Amid the ongoing COVID-19 outbreak, which by some counts has  infected more than 50 thousand people in the US, shops and restaurants are not the only operations shutting down. Across the country, local, state, and federal agencies have slowed their responses to public records requests to a crawl. While some agencies face tricky logistical challenges because of how records are kept, others have added new barriers that don’t seem directly related to the pandemic.

The FBI has stopped processing electronic records requests, reported BuzzFeed News; now, the bureau requires that requests be sent via postal mail. “Due to the emerging COVID-19 situation,” the agency wrote in a message posted to its FOIA website, “the FBI is not accepting electronic Freedom of Information/Privacy Act requests or sending out electronic responses through the eFOIPA portal at this time. You may still submit a FOIPA request via standard mail. We apologize for this inconvenience and appreciate your understanding.” The message did not explain the relationship between the pandemic and the restriction to postal requests only.

The State Department has gone further, reporter Jason Leopold found, suspending FOIA operations entirely until further notice.

Journalist Emma Best, who has filed more than 1,600 FOIA requests with the FBI,  is concerned that the FBI and other agencies are using the virus “as an obstructive step.” Last week, Best FOIA’d 27 federal departments and agencies for their COVID-19 freedom of information request policies, in an effort to track to what extent the government’s transparency programs are faltering. The Defense Intelligence Agency told Best it couldn’t provide a timetable to process Best’s request for information about the impact of COVID-19 on its records response processes, because of COVID-19’s impact on its records response processes.

The city of Philadelphia has entered a state of emergency in which all “nonessential” city government operations have been halted, including the processing of public records requests. Those with “urgent” requests, according to guidance from the city, may email the city’s public records division asking for continued processing. The Washington, D.C., city council has gone further, passing emergency legislation that, among other measures, explicitly permits delaying all FOI requests until the district declares the crisis over.

Other agencies, including the Fresno, California, city government; the Hawaii state Judiciary; the Chicago Police Department; and the Jefferson Parish, Louisiana, Department of General Services have similarly notified requesters that responses to their requests are on hold indefinitely due to the country’s public health crisis.

Part of the slowdown is the shift by many agencies to a work-from-home model, in order to promote social distancing. Some materials may not be accessible from public records  officers’ homes. The Reporters Committee for Freedom of the Press has called on agencies to “provide their employees and contractors the necessary tools and resources to continue processing records requests” remotely. The Reporters Committee is crowdsourcing a database of impacts across the country, with updates from 22 agencies in 14 states thus far.

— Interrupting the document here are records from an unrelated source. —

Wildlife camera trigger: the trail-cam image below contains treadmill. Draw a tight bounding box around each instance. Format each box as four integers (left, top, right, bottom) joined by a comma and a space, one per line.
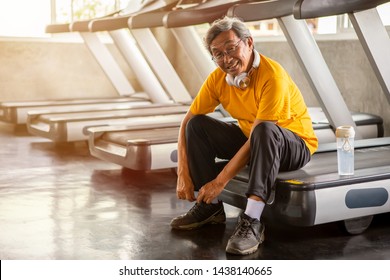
88, 0, 383, 170
0, 1, 170, 125
27, 1, 201, 142
221, 0, 390, 234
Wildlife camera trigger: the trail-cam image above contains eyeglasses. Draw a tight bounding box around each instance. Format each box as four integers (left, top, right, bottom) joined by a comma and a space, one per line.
211, 39, 242, 63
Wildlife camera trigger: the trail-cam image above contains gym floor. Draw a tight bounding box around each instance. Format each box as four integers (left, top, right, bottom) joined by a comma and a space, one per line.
0, 123, 390, 260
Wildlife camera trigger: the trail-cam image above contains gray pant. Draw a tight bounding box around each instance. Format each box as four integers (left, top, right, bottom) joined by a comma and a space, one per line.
186, 115, 311, 201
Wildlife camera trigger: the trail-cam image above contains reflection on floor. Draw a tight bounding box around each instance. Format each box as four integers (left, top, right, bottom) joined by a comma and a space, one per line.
0, 124, 390, 260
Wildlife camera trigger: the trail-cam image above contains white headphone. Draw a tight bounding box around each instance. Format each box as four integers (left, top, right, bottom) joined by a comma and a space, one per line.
226, 50, 260, 90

Texas’s Public Information Act requires state agencies to “promptly” produce public information in response to requests. If an agency takes longer than 10 business days to fulfill a request, it has to provide an estimate of when it will release the information. However, if an agency closes its physical offices for public health reasons, days during the closure are not considered business days, even if staff is working remotely, according to a press release from the attorney general’s office. “It’s always been the case that if a governmental office is shut down, that doesn’t count as one of the business days,” says Kelley Shannon, executive director of the Freedom of Information Foundation of Texas. “We do have concerns about what will happen if it goes on too long or we start seeing abuse of the situation. Governments are going to have to operate even amid this COVID-19 concern. I certainly hope they come up with systems to abide by not only the letter of the law, but the spirit of the law. That is, the public has the right to information about how its government is operating. It’s of utmost importance at all times, but particularly now in a time of crisis.”

The Markup, a nonprofit newsroom dedicated to monitoring the tech industry, recently filed public records requests to government health agencies in all 50 states and Washington, D.C., to try to get information about COVID-19 testing protocols. So far, they have only received the requested documents from “two or three” states, says Colin Lecher, a reporter at The Markup, and several states have told him to expect delays. “A lot of reporters would say the FOIA system is already broken, but this is just exposing the seams of it.”